2021年9月22日には景気減速と高インフレが同時に進むなか、ゼロ金利の解除時期を2022年に前倒しする可能性を示しました。

2021年11月30日に高インフレを一時的とする表現を事実上撤回し、量的緩和縮小(テーパリング)を急ぐ意向を表面しました。早期利上げを視野にインフレ対応へシフトし始めています。投資家の間では2022年3月に第1回目の利上げ観測が濃厚となっています。

2021年下半期の金利上昇局面でローン実行予定の人へのお勧め

住宅ローンの金利は各行が月の初めにその月に適用する金利を発表しますが、その金利はその月の金融市場の金利動向を見込んで金利を決定しているため、金融市場の金利が上がると融資金利を上げる大義名分となりえます。

住宅ローンの金利タイプは大きく固定金利と変動金利に分かれ、前述のように影響を受ける基準金利が異なります。

  • 固定金利:長期金利(10年国債利回り)の影響を受ける。
  • 変動金利:短期金利(短期政策金利)の影響を受ける。

民間の住宅ローンは民間金融機関が販売する商品であり、金利は商品の価格です。その価格を決めるのは民間金融機関なのです。

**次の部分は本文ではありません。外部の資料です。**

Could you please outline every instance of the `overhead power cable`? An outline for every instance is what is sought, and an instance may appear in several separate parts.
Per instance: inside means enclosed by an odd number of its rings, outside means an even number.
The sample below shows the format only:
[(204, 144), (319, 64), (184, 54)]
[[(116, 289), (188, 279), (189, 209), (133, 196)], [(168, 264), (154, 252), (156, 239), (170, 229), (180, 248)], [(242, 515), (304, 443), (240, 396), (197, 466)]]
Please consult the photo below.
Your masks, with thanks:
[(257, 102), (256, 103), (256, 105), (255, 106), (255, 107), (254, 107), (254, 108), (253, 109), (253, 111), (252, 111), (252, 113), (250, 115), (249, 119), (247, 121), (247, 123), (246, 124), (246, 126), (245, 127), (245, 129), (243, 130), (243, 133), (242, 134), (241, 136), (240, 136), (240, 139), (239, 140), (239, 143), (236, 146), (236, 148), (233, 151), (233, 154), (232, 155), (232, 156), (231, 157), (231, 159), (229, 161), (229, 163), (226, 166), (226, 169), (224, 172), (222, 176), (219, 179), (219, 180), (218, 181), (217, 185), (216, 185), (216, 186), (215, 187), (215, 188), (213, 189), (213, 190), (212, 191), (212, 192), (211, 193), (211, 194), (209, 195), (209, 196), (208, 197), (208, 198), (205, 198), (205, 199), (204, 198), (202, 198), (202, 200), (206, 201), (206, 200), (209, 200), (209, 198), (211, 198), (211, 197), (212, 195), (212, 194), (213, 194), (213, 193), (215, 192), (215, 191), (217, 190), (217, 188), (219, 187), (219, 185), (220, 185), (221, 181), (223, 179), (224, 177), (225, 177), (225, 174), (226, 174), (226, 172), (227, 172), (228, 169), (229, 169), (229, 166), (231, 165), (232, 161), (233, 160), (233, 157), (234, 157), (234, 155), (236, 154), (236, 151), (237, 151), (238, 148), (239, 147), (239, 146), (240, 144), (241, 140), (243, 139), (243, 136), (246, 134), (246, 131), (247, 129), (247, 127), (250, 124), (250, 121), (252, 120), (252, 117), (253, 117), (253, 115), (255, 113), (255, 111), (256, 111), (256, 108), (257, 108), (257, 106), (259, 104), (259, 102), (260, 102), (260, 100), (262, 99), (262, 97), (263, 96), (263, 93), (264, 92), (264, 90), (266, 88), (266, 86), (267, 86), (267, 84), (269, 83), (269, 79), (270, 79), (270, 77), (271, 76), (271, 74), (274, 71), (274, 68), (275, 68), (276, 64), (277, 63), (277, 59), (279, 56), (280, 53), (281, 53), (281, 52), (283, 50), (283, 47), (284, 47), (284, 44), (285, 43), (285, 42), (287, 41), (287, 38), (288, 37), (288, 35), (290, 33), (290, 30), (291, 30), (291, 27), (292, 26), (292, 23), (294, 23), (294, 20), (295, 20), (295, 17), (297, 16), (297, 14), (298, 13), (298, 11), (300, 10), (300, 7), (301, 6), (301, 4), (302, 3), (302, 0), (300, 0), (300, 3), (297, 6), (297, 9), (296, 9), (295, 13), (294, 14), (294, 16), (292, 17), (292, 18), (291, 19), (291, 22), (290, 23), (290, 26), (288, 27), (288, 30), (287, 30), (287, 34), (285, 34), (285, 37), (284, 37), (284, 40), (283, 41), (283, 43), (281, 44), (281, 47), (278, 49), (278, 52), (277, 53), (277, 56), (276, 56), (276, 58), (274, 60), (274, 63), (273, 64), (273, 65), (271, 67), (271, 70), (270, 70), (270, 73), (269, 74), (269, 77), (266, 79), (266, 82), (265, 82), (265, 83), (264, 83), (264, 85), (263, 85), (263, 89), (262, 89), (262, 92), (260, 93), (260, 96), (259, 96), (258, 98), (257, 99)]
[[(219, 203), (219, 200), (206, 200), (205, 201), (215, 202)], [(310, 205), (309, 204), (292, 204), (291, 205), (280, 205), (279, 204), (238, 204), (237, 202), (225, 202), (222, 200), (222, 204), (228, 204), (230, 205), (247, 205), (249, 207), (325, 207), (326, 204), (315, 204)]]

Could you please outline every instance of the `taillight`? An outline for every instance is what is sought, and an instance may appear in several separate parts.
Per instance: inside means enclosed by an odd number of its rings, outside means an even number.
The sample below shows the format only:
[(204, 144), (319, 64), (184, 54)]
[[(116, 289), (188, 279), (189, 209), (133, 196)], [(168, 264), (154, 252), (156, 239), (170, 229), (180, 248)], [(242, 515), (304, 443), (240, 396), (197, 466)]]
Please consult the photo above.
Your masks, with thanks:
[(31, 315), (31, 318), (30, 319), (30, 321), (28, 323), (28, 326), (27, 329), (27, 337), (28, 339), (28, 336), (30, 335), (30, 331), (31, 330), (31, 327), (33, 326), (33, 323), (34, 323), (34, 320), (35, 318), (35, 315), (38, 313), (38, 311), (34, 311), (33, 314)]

その点フラット35は事務を代行する民間金融機関が金利を決めるのではなく、金融市場の投資家に販売する機構債の表面利率で金利が決まります。住宅ローン金利の決定プロセスがガラス張りで透明です。金利上昇局面では上昇が抑えられると予想されますので金利動向が不透明な局面でおすすめします。

また、変動金利は短期政策金利に影響を受けますので、一時的に長期金利が高騰して民間の固定金利が上がっても変動金利は横ばいで推移するでしょう。

リスクヘッジとして複数の住宅ローンで審査を通しておくことをお勧めします。特に本審査は手当たり次第に出すのではなく、戦略的に3つ程度に絞って出すべきです。その中にフラット35変動金利を入れるようにしてください。それがリスクヘッジになります。